Per Israele si pone il problema di dove “sistemare” i palestinesi una volta finita la guerra ad Hamas. Gran parte della Striscia di Gaza è in macerie, oltre 1,7 milioni di persone sono state costrette a lasciare le proprie case. Ci sono diverse ipotesi di piani post guerra di cui si sta discutendo nell’esecutivo israeliano. La più controversa è quella relativa al “reinsediamento volontario” dei palestinesi in Africa, avanzata dai ministri di estrema destra Ben Gvir e Bezalel Smotrich, fatta propria dal governo. L’Alto commissariato per i diritti umani dell’Onu, Volker Turk, si è detto “molto turbato dalle dichiarazioni di alti funzionari israeliani su piani di trasferimento dei civili da Gaza a Paesi terzi“.



Turk ha, inoltre, ricordato che “l’85% della popolazione di Gaza è già sfollata interna a causa della guerra. Hanno il diritto di tornare alle loro case“. Ma ha anche evocato il diritto internazionale, in base al quale è proibito il trasferimento forzato di persone protette o la deportazione da un territorio occupato. La bocciatura arriva anche dal Dipartimento di Stato Usa, che ha definito il piano una “retorica irresponsabile e incendiaria“.



“CONGO DISPONIBILE AD ACCOGLIERE PALESTINESI”, MA C’E’ UN PIANO ALTERNATIVO

Israele starebbe portando avanti trattative con la Repubblica democratica del Congo, che è uno dei Paesi più poveri e meno sicuri al mondo, oltre che con altri Paesi, come l’Arabia Saudita, affinché accolgano migliaia di “immigrati” da Gaza. Una fonte del gabinetto di sicurezza ha confermato al Times of Israel che “il Congo sarà disponibile ad accogliere migranti e siamo in trattative con altri“. Il primo ministro Netanyahu, durante una riunione del suo partito Likud, ha confermato che sta studiando un piano per facilitare la migrazione volontaria degli abitanti di Gaza verso altri Paesi. “Il nostro problema è trovare Paesi disposti ad assorbire gli abitanti di Gaza e ci stiamo lavorato“, ha dichiarato.

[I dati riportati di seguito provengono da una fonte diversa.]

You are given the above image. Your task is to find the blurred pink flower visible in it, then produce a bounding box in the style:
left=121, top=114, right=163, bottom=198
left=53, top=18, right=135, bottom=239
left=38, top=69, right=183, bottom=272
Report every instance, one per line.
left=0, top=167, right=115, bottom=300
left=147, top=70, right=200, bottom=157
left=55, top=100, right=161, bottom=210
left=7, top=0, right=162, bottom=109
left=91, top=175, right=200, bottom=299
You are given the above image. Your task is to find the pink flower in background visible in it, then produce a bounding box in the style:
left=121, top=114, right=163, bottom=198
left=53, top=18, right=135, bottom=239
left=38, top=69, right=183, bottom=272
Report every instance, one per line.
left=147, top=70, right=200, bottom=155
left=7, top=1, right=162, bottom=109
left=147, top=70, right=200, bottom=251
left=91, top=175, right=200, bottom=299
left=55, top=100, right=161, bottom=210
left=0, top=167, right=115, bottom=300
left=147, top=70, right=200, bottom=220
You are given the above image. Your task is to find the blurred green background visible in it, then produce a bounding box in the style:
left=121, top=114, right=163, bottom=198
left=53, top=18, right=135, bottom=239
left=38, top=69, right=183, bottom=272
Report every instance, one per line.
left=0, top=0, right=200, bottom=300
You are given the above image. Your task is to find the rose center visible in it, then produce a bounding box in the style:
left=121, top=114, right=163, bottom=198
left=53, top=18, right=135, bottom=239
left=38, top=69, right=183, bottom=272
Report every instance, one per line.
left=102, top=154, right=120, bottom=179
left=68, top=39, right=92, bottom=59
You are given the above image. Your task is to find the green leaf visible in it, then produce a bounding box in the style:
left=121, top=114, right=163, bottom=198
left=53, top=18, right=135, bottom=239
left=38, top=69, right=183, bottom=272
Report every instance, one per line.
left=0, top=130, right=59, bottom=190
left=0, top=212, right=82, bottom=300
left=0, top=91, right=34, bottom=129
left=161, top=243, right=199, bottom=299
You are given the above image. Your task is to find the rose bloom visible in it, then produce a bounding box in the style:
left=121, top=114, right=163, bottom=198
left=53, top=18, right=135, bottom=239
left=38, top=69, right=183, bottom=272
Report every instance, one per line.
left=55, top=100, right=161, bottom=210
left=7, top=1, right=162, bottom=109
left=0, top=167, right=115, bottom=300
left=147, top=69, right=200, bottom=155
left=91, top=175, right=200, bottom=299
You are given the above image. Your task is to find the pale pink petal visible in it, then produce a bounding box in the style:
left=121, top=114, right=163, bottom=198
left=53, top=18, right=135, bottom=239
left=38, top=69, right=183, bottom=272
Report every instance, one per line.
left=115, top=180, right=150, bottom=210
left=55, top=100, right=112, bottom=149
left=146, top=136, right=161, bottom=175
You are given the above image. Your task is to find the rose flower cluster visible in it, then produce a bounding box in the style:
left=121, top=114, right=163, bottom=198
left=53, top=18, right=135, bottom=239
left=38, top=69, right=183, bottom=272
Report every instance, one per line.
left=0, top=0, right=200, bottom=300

L’alternativa, portata avanti da alti funzionari della Difesa, è stata riportata dal Jerusalem Post: al termine della guerra, i gruppi familiari che hanno collegamenti con Hamas, ma tradizionalmente legati a città e settori specifici, saranno chiamati a gestire Gaza. Quindi, verrebbe affidato loro il controllo su consegne di cibo, acqua e altri beni essenziali. Ma i funzionari governativi non hanno chiarito come possa essere garantita una separazione netta tra clan familiari e Hamas, che governa Gaza da 16 anni.